また、ラジはグーグルで独自のプロジェクトを共同で立ち上げ、同社に内部監査の慣習(プラクティス)を導入している。AI製品を開発の各段階でチェックをすることで、その製品が世に出る前に問題を発見して対処できるようにするアイデアで、ラジがMITメディア・ラボで外部監査を補完するものとして実施していたものだ。フレームワークには、上級管理職のサポートを得る方法についてのアドバイスも含まれており、製品が監査に合格しなければ、その製品の発売は実際に延期されることになる。

ラジはすべてのプロジェクトにおいて、AI倫理をより簡単に実践できるようにしたいという願いを中心に動いている。「同じ会社の一員として話し合いたい高レベルな倫理的理想を、具体的な行動、リソース、フレームワークに変換したいと思っています」とラジは言う。

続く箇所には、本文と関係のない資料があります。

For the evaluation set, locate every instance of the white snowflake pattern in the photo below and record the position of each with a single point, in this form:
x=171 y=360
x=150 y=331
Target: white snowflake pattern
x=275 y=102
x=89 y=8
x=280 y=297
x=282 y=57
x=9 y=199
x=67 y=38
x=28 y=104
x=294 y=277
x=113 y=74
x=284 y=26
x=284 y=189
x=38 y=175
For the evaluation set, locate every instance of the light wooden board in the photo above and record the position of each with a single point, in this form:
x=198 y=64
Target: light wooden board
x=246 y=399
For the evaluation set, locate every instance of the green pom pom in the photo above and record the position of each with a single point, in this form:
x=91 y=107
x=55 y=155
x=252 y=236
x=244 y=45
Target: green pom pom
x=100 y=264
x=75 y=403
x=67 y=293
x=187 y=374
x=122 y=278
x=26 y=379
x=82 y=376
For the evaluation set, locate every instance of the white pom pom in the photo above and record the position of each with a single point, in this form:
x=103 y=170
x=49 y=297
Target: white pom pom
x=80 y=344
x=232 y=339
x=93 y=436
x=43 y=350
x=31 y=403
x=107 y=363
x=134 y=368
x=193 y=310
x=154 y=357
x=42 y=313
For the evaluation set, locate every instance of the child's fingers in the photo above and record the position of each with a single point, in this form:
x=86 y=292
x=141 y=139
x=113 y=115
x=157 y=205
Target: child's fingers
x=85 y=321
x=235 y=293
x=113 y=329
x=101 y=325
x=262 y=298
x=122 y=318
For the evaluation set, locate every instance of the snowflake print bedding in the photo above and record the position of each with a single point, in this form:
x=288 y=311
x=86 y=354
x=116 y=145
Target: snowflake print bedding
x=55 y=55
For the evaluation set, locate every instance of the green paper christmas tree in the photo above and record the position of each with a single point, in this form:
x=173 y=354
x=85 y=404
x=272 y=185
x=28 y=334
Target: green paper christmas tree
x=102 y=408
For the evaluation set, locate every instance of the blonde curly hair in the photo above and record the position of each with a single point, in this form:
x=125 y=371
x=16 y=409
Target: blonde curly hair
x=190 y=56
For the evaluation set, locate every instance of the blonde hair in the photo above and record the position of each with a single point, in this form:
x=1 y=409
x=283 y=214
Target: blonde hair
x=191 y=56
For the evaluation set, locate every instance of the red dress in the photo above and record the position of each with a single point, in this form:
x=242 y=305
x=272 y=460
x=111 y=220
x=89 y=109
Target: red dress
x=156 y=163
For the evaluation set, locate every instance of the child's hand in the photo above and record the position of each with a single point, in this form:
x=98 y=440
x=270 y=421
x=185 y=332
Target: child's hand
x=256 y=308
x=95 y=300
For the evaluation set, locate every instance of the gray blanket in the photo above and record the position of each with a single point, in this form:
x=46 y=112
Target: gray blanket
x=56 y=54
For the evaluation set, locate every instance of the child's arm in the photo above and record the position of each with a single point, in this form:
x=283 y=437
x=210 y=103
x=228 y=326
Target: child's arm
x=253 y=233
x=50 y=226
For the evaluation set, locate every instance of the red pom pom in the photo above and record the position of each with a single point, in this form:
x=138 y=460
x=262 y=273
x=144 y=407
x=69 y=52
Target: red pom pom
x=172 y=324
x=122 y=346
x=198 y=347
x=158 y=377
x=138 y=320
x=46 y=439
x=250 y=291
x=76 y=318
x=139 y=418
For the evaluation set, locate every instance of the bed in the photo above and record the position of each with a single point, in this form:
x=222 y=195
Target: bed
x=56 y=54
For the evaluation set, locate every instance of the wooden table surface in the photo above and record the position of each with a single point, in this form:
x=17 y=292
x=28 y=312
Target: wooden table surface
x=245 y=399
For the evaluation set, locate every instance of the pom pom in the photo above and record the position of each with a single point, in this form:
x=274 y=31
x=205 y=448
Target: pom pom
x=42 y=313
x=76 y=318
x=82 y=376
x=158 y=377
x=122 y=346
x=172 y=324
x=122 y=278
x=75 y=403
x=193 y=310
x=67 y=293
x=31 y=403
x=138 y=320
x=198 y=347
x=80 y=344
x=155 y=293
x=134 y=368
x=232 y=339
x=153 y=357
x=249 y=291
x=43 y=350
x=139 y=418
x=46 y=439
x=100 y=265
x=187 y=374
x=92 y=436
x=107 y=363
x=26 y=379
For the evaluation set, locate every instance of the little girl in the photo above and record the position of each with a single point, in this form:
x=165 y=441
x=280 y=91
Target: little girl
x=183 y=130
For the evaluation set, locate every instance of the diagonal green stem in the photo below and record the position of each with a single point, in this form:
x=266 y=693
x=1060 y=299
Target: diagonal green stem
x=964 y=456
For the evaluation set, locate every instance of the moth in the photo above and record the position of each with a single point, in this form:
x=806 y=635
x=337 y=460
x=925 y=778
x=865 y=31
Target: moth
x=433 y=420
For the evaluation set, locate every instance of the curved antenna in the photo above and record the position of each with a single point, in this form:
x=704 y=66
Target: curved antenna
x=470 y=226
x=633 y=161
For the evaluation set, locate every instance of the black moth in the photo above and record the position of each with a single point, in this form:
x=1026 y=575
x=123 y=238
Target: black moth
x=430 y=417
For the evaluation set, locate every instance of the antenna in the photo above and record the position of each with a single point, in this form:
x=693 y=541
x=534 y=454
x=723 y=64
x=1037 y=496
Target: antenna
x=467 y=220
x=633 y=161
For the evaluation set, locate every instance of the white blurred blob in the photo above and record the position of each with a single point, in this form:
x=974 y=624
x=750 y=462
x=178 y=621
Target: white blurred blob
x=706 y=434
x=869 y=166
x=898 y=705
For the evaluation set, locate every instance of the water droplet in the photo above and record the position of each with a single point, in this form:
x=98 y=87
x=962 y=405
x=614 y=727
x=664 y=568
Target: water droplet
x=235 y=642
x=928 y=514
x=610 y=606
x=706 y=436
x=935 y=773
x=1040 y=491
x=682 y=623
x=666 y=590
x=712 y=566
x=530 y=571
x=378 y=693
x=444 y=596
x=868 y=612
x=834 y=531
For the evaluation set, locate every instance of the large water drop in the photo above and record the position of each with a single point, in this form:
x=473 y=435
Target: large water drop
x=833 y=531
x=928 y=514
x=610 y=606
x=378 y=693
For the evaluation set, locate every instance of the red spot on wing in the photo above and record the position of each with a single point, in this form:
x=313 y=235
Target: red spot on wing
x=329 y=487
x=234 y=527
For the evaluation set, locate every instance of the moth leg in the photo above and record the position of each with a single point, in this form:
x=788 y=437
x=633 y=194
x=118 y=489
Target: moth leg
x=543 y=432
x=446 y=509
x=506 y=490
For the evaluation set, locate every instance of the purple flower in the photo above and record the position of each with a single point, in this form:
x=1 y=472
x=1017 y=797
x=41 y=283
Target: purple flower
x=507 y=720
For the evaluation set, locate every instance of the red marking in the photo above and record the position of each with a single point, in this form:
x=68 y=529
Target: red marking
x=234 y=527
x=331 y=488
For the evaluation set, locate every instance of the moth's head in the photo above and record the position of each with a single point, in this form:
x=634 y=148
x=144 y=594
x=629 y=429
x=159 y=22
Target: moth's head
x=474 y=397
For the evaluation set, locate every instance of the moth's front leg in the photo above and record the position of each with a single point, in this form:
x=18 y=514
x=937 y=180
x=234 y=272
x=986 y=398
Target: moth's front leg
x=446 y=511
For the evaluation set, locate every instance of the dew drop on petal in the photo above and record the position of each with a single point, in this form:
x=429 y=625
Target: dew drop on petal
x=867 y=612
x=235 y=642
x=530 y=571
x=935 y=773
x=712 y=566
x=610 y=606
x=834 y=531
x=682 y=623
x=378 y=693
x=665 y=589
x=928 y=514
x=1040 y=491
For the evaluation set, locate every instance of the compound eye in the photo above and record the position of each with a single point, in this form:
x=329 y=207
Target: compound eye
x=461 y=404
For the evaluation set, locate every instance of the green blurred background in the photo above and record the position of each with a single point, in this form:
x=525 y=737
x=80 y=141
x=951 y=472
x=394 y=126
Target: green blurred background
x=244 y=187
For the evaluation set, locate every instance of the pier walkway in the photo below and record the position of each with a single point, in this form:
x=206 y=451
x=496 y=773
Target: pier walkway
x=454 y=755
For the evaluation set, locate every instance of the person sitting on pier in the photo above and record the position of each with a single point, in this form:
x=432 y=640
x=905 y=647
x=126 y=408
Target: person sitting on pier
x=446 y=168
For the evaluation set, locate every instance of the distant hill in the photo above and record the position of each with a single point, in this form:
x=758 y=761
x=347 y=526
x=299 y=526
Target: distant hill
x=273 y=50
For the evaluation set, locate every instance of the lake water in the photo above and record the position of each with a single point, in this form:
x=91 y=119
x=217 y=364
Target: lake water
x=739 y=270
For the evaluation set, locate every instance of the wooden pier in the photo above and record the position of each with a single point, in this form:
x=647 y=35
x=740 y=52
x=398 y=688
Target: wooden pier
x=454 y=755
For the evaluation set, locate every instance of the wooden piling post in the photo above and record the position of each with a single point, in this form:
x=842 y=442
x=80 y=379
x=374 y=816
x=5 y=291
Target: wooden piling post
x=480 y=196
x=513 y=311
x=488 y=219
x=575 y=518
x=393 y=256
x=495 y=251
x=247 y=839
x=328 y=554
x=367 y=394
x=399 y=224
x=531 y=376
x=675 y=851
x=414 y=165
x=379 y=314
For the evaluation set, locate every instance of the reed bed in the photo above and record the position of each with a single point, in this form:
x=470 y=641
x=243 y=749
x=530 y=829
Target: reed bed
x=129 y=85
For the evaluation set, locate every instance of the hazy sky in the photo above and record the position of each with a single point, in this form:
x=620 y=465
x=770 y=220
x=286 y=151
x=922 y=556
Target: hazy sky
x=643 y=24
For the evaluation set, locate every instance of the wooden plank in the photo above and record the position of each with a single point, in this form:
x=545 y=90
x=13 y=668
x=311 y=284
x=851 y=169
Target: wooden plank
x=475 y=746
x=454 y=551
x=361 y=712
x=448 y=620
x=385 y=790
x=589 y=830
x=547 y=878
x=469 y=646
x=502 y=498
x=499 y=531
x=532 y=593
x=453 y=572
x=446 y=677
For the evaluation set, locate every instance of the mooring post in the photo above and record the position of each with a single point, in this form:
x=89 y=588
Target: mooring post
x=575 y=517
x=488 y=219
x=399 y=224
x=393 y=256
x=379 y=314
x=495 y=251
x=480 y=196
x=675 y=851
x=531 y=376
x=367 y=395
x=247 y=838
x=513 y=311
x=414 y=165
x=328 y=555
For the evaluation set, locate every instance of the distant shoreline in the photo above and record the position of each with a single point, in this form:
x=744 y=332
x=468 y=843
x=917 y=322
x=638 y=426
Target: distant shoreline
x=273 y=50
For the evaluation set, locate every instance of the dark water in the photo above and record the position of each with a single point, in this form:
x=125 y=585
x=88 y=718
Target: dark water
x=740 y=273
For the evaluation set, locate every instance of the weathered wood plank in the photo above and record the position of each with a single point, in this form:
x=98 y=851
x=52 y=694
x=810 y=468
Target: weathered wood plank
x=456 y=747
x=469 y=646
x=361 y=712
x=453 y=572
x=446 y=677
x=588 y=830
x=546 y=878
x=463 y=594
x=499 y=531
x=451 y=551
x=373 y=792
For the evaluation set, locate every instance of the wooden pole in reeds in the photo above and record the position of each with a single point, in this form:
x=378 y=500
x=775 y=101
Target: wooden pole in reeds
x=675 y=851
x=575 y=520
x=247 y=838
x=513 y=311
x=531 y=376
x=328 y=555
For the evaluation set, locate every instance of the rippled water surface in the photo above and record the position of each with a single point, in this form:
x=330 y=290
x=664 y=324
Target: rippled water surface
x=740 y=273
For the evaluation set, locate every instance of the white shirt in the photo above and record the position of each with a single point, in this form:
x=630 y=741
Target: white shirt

常に簡単に仕事を進められたわけではなかった。グーグルでは、物事のやり方を変えるのにどれだけの時間と労力が必要なのかを思い知らされた。ラジは、AIバイアスのような問題に対処するための金銭的なコストが原因で、企業が行動に移せないことを懸念している。それが、彼女が産業界から離れ、自身の研究を続けるために非営利の研究機関であるAIナウ(AI Now)に所属している理由の1つだ。外部による監査は、内部監査ではできない方法で企業に説明責任を課すことができるとラジは考えている。

しかし、ラジは希望を持ち続けている。彼女は、今日のAI研究者は、かつてないほど熱心に自身の仕事に倫理観と責任感を持って臨んでいると考えている。「AIは大きな影響力を持つテクノロジーです」とラジは言う。「顔認識のようなシステムをどのように構築するかについて、機械学習分野全体としてさらに考えていく必要があると思います。それは重要なことであり、人々に影響を与えるからです」。